Improved health-check ? #1

zbal · 2019-07-02T09:04:25Z

I’d like to extend loopback.status() to include more useful info - any suggestion ?

Effectively - I’d like to include:

the content of env vars (version number + commit hash); those are included at build time for all OMNI components:
https://github.com/Wiredcraft/omni-scrm/blob/master/Dockerfile#L35-L41

Currently we use /health that return the content of app.loopback.status() — if we don’t want to change that, could we get a /status that returns similar info + extended details ? (feels like duplicate though)…

Ultimately - this will allow us to expose via API the status of a backend component - and render it in an Admin/Status page on admin-ui, offering visibility.

/cc @xavierchow - please help evaluate and re-assign to whomever could help.

The text was updated successfully, but these errors were encountered:

zbal · 2019-07-08T02:50:27Z

Following discussion in Slack...

From @ChopperLee2011 :

add version number + commit hash is doable.
/health and /status seems duplicate, we should use one, since we already use /health, so I prefer to add all the info to /health.

From @zbal :

agreed - also food-for-thoughts - what about having an arg like /health?full=true or /health?extended=true so we can support extending the /health response with extra info that we may not want to normally fetch (because of misc reason; e.g. high IO, need to connect to the DB, need to …) /cc @xavierchow @ChopperLee2011
this way we keep /health (default) small, minimal and common across all components

xavierchow · 2019-07-08T15:14:20Z

@woodpig07 pls weigh in.

woodpig07 · 2019-07-09T04:16:39Z

I vote for one single route /health to display all the info.

And if we add more and more stuff to it later on, then we can break them down to sections like

/health to display basic info
/health?stats=true to display basic info and server statistics
/health?config=true to display basic info and service configuration
....

woodpig07 · 2019-08-02T10:06:22Z

I've created PR so that we can configure the env variables we want to see.

// middleware.json
{
  "routes:before": {
    "loopback-healthcheck-middleware": {
      "params": {
        "env": {
          "component": "OMNI_COMPONENT",
          "ver": "OMNI_COMPONENT_VERSION",
          "commit": "OMNI_COMPONENT_COMMIT"
        }
      }
    }
  }
}

GET /health will return as

{
  started: "2019-08-01T16:24:34.013Z",
  uptime: 63430.004,
  version: "0.0.0",
  env: {
     component: "{OMNI_COMPONENT}",
     ver: "{OMNI_COMPONENT_VERSION}",
     commit: "{OMNI_COMPONENT_COMMIT}"
  }
}

@xavierchow @zbal @ChopperLee2011 let me know if it's good to merge for release

xavierchow · 2019-08-05T06:13:58Z

I'm confused, the DevOps is expecting an API to get the info about a service but the API is relying on the env var set by DevOps when deploying?

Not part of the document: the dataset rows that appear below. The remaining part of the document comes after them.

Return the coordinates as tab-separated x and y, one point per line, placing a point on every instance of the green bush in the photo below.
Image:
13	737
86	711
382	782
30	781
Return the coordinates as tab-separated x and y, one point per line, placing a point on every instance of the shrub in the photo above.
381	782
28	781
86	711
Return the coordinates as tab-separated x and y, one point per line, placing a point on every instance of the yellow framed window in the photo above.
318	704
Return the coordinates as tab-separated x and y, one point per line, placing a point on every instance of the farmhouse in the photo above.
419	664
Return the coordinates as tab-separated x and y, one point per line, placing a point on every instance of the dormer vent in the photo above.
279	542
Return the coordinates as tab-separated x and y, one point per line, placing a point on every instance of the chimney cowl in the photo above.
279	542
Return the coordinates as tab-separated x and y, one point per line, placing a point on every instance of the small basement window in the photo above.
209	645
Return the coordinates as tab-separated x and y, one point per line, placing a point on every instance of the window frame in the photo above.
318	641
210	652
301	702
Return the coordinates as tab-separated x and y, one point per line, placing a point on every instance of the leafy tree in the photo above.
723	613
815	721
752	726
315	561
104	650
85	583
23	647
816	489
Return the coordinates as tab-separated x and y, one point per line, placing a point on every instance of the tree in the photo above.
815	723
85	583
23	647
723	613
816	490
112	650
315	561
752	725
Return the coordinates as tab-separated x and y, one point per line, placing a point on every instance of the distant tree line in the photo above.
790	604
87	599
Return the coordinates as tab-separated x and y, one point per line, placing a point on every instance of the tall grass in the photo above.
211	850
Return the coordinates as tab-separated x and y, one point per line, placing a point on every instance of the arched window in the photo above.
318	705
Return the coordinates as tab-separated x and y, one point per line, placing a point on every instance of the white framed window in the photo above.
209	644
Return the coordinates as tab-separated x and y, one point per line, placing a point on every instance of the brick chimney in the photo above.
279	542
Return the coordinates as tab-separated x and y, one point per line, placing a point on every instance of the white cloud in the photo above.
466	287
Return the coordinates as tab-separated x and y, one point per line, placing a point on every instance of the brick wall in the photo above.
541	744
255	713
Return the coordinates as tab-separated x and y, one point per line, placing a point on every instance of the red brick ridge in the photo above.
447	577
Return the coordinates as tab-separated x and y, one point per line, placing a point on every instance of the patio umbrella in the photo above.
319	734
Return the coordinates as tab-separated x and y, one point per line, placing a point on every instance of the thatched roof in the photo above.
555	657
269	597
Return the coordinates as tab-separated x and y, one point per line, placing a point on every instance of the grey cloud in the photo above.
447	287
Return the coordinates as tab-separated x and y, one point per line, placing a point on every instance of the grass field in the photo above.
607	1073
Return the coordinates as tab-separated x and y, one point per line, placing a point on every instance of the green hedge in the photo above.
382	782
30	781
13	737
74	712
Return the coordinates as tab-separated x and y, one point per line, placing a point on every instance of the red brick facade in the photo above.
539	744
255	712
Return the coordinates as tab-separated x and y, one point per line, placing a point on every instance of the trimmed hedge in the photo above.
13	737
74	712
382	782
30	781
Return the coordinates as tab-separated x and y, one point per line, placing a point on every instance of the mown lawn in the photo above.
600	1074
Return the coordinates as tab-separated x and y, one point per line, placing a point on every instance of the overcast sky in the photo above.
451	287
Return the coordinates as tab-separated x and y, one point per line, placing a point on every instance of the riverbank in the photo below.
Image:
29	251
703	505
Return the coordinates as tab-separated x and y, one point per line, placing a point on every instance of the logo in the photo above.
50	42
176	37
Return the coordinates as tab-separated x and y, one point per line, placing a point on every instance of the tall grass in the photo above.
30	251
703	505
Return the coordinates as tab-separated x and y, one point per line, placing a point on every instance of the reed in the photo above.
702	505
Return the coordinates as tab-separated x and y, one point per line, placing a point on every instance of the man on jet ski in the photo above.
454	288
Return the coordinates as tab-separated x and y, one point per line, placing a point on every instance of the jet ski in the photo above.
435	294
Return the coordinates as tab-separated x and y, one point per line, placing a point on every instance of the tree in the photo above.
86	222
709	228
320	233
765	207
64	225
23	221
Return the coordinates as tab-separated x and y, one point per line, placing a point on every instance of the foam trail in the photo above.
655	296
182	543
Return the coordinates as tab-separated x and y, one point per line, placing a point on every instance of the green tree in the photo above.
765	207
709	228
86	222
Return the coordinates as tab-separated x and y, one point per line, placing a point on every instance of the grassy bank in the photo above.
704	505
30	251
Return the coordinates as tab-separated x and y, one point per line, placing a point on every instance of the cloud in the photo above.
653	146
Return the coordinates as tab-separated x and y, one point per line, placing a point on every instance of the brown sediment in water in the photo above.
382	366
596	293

If so why don't check the ansible script directly?

zbal · 2020-09-23T08:02:24Z

@xavierchow - the reason is simply so we can expose those variables for misc status pages - those status pages are loading the data from the /health check

e.g.

MiffyLiye · 2020-09-23T10:13:39Z

we have another design of system status page, do we need to combine the designs?

A public system status page about important SLI/SLO
Enhanced health check check for OMNI microservices

System Status Page
Health Check Extension

cc @ilyamochalov @xuqingfeng

zbal · 2020-09-25T01:26:56Z

@MiffyLiye @xavierchow - I understand there are other projects planning for status page - what are the ETA for those. This PR and the #2 have been opened for more than a year with no progress. I'm not so keen on having yet another year of discussion - weeks and months are also not "acceptable".

From what I've seen - the health check library you've worked on is in a separate repo, there is no conflicts with this one.
As for the design & the dashboard - the implementation of the base status page was 2h of work to get something out - which we did achieve. Whenever we fill like removing / replacing it with something more advanced - there won't be any problem, the wastage is minimal.

Can we move forward - close this issue and move onto other issues after ?

Note; I'm not saying we should not use that other library @MiffyLiye worked on - only that I need closure and get those tasks completed. Especially when all that is needed is an hour of fix and a merge.

xavierchow · 2020-09-25T02:35:16Z

it's opened for more than a year because we are not aligned and no one answered my question here: Improved health-check ? #1 (comment), I'm not quite aware of the priority of this task as well, I don't think we have to build a random request from you just because of it's small size.
this middleware is widely used by many components, merging the PR won't make you status page working, as it requires changes for many components, which context(project) would you like to integrate with the new /health API?
besides the three fields, what else you need to expose to the health API? do you really need the alias for env var? see: expose env variables #2 (comment), to me it's overdesigned and confusing.

          "component": "OMNI_COMPONENT",
          "ver": "OMNI_COMPONENT_VERSION",
          "commit": "OMNI_COMPONENT_COMMIT"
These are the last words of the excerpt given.